As part of this effort, citizens and companies are working together to make more efficient use of energy by collecting, storing and analyzing detailed energy usage information in real time from homes across the UK.

According to IBM, the Hildebrand monitoring system enables real-time analysis of electricity usage for households, or even for individual appliances, to help people make better decisions about energy efficiency in the home and minimize their environmental impact.

Hildebrand received funding from the Seventh Framework Program for EU Research (FP7) for a 30-month research project that will allow stakeholders from local authorities, private businesses and universities to study energy monitoring and its effect on human behavior.

The Hildebrand project involves installing small, low-cost energy monitoring devices at groups of homes in five European cities: Birmingham, Bristol and Manchester in the UK, and Plovdiv and Ivanovo in Bulgaria.

Each of these groups form a ‘living lab’, giving the researchers access to real-world energy usage data, and allowing them to study the behavior of individuals and their attitudes towards energy management.

Homeowners can access this information online in a simple format that displays their electricity usage and perform analytics, such as calculating costs against the users’ electricity tariff, or comparing their usage to the average for their group.
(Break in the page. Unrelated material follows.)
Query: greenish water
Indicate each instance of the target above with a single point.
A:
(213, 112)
The end result is that people can make more informed decisions about energy management and change their behavior in order to reduce electricity bills and minimize their environmental impact, IBM said.

Guido Bartels, general manager of Energy & Utilities at IBM, said: “Giving citizens more information and better control over their energy use will cut down on costs and consumption as well as reduce their overall impact on the environment.

“With this collaboration, we can demonstrate how smart and connected communities can be more energy conscious and in turn, more sustainable.”

IBM has also said that the city of Amsterdam is using its software to help 500 Amsterdam households cut energy bills and reduce CO2 emissions. This is part of the Amsterdam Smart City initiative in which citizens, governments and companies are working together to make efficient use of energy, water and mobility to create a more sustainable city.